Летучий в ту же ночь беспутно спустил заработанные деньги.
XXXIV
НАКАНУНЕ ЕЩЕ ОДНОГО ДЕЛА НОВОГО И КРАТКИЕ СВЕДЕНИЯ О ДЕЛЕ, ТОЛЬКО ЧТО ПОКОНЧЕННОМ
Было уже около полуночи, когда Иван Иванович Зеленьков поднялся по темной, грязной лестнице грязно-желтого дома в Средней Мещанской и постучался в дверь мнимой тетушки своей, Александры Пахомовны. Он был бледен, взволнован и вообще казался сильно расстроенным.
— Чего дрожишь-то? Или трусу празднуешь, по обнаковению?.. Ох уж ты мне, горе-богатырь, храбрость несказанная! — оприветствовала Пахомовна своего жданого гостя. — Говори толком: покончили?
— Ох, матушка, покончить-то покончили, да робость что-то больно берет меня… Запропащая теперь моя головушка…
— А ты не робей!
— Вам-то хорошо говорить: «не робей», а мне-то оно каково?.. Ни в жисть еще такого поручения у меня не бывало. Ведь я теперь — бубновый туз в кандалах[363].
— Да ведь я тебе русским языком толковала, что за свою шкуру бояться тебе нечего, кто б там ни был в ответе, а ты в стороне останешься! — вспылила на него Пахомовна.
— Да так-то оно так, а все ж… как вспомнишь, этта, как он его, сердечного, подушкой принакрыл да как мы его потом мертвого заместо пьяного поволокли, так столь это страшно становится, что вот — сами изволите видеть — как оно трясет меня теперича: ведь убить — не обокрасть, матушка, моей душе, значит, на том свете прямо в ад идти надобно.
— И без того угодил бы — это все единственно.
— Спервоначалу-то оно словно бы и ничего не чувствовал, никакого, значит, угрызения этого самого, — продолжал Иван Иванович, — а вот теперь, чем больше, час от часу все хуже да страшнее становится: мутит меня, как вспомнишь, — все это перед глазами словно бы наяву представляется… Иду я к вам, примером взять, по лестнице подымаюсь, а самому все чудится, будто покойник-то меня по пятам нагоняет.
— Это пройдет, — успокоила Сашенька-матушка, — это так только покамест — блажь одна с непривычки, невры эти расстроились.
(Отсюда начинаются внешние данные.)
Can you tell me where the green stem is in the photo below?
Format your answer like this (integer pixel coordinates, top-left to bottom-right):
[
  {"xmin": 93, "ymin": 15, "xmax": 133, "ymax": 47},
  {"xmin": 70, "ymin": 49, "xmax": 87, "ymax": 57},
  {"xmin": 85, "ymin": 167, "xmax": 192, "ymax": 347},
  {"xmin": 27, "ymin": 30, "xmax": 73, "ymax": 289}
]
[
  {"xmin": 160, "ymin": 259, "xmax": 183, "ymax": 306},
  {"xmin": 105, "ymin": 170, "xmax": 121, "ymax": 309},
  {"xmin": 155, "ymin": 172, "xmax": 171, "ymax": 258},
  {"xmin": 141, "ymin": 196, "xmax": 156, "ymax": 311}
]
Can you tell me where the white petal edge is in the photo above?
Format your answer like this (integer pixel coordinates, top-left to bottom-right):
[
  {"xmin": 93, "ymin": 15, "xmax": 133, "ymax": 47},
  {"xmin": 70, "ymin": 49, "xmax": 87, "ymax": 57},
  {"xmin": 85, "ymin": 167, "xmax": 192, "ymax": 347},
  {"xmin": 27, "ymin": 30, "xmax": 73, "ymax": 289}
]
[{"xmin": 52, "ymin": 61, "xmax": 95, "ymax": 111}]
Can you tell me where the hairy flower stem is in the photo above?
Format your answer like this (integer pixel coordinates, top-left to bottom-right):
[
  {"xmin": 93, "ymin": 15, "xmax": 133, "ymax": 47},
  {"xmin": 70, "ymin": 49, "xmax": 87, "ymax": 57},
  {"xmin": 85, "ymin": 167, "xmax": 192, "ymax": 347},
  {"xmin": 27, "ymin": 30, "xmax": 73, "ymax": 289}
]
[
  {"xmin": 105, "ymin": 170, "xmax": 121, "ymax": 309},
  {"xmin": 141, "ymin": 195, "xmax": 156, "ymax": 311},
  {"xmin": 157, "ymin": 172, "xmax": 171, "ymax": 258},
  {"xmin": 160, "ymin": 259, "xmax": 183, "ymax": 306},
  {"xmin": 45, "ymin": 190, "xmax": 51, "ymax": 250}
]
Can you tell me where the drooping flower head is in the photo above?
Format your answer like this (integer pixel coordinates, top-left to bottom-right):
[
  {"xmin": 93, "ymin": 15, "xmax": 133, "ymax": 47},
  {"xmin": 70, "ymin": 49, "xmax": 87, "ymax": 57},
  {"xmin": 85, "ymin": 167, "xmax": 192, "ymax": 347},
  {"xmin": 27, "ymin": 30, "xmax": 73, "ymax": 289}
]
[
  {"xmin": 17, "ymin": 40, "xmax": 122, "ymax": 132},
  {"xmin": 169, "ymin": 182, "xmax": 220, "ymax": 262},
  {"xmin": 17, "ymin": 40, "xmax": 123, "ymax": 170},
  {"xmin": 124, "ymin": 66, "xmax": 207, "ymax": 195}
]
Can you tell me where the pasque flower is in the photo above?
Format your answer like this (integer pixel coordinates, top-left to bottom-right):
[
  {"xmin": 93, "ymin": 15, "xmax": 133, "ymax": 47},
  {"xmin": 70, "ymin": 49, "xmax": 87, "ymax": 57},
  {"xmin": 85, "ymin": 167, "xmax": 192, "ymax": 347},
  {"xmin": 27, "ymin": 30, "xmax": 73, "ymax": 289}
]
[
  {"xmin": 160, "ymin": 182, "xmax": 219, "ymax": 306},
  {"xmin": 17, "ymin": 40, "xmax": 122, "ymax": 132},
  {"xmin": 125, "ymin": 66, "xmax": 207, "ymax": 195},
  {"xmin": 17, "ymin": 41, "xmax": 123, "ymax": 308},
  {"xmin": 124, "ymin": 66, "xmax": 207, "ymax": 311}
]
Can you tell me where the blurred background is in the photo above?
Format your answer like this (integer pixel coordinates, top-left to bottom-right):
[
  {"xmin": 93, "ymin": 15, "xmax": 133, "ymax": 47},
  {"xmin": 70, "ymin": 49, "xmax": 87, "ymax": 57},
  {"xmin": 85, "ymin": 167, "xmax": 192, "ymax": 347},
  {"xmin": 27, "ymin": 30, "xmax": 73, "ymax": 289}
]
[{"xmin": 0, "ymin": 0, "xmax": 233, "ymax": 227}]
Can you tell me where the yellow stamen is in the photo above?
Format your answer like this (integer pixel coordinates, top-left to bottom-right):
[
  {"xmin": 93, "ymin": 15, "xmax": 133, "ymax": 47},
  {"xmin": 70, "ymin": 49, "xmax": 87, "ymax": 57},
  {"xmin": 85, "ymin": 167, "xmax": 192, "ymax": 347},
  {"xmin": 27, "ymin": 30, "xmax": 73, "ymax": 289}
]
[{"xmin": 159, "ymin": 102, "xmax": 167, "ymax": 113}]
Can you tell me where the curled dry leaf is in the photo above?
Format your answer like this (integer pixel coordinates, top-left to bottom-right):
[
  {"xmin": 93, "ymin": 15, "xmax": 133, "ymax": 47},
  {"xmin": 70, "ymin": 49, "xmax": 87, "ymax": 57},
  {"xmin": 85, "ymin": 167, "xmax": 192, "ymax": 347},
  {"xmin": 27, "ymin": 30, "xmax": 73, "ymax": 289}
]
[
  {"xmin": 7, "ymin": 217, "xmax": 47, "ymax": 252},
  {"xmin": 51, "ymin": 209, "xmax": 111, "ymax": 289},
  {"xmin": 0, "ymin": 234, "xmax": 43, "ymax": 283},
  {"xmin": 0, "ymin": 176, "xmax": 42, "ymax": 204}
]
— Нет-с, где уж пройдет! — горестно вздохнул Зеленьков. — Не пройдет, душа моя чувствует…
Сашенька-матушка презрительно скосила на него глаза.
— Что ж ты, небось повесишься или пойдешь да на самого себя доказывать станешь? — с явным недоверием и не без иронии спросила она.
— Да уж и право не знаю, как сказать-то вам… — затруднился тот, пожав плечами.
— Небойсь, брат! — возразила ему собеседница, вполне уверенным, положительным тоном, как человек, до тонкости знающий зеленьковскую натуру. — Небойсь, брат! Руки ты на себя не наложишь, потому — не хватит тебя на это, опять же и начальству доказывать не пойдешь, потому — трус ты большой руки: спинищи своей пожалеешь, ведь уж я тебя знаю, как свои пять пальцев: так только, помалодушествуешь для близиру, а там и забудешь.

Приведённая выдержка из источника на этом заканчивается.